Testing Kindle Dictionaries
Amazon recommends verifying that the converted dictionary is properly formatted to provide a good visual experience for the user:
- Check the formatting of the definitions by paging through the dictionary and reading several definitions. (The format of the dictionary may be checked using Kindle Previewer or any Kindle device; however, lookup testing requires the use of an E-reader device.)
- Check words for unsupported characters, broken or joined words, proper display of accented characters, symbols, pronunciation guide, etc.
- Check that there are no typos.
- Check that links (if present) are working correctly. (Links will be disabled in the in-book lookup window, but links should function inside the dictionary itself.)
- If any images are used, check that these images are clear and readable.
- Check that the font color and typeface are not forced.
Amazon recommends verifying that definitions return correctly when the dictionary is used to look up words in other books. This component of testing can be done only with E-reader devices (not including Previewer), because only E-reader devices allow the user to set the default dictionary for lookup.
- Sideload the dictionary onto the E-reader device. To do this, connect the Kindle to your computer with a USB-to-mini-USB cord. Your computer should detect the device. In the window that pops up, you should see a folder called Documents. Put the dictionary file into this folder and then eject your Kindle from the computer.
- Set the test dictionary as the default dictionary for lookup:
- Kindle Paperwhite: Go to Home > Menu > Settings > Device Options > Language and Dictionaries > Dictionaries > [Source Language]

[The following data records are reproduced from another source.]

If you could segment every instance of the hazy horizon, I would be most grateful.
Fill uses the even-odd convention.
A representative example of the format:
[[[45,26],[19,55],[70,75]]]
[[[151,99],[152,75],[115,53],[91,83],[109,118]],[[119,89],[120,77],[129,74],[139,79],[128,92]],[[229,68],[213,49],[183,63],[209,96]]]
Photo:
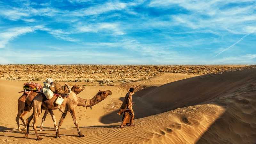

- Look up a variety of words to see what definition is returned. Open a title other than the dictionary, select a word, and note the definition returned in the lookup window. If lookup fails entirely, check for errors in the HTML tagging. Suggestions of words to look up include:
- Conjugations of regular and irregular verbs
- Example: walk, walks, walked, walking; go, goes, went, gone, going
- Nouns, adjectives, adverbs and their conjugations/declensions
- Example: desk, desks; wolf, wolves; hot, hotter, hottest
- Grammatical and punctuation conventions commonly used in the language
- Example: contractions, elisions, verbs with clitic pronouns
- Conjugations of regular and irregular verbs
- Check the index view of the dictionary. To do this, open the dictionary and start typing a word in the Search box. An alphabetized list of headwords should appear and should update dynamically based on which letters are typed. Selecting a headword from the index list should redirect the user to the dictionary entry for that headword.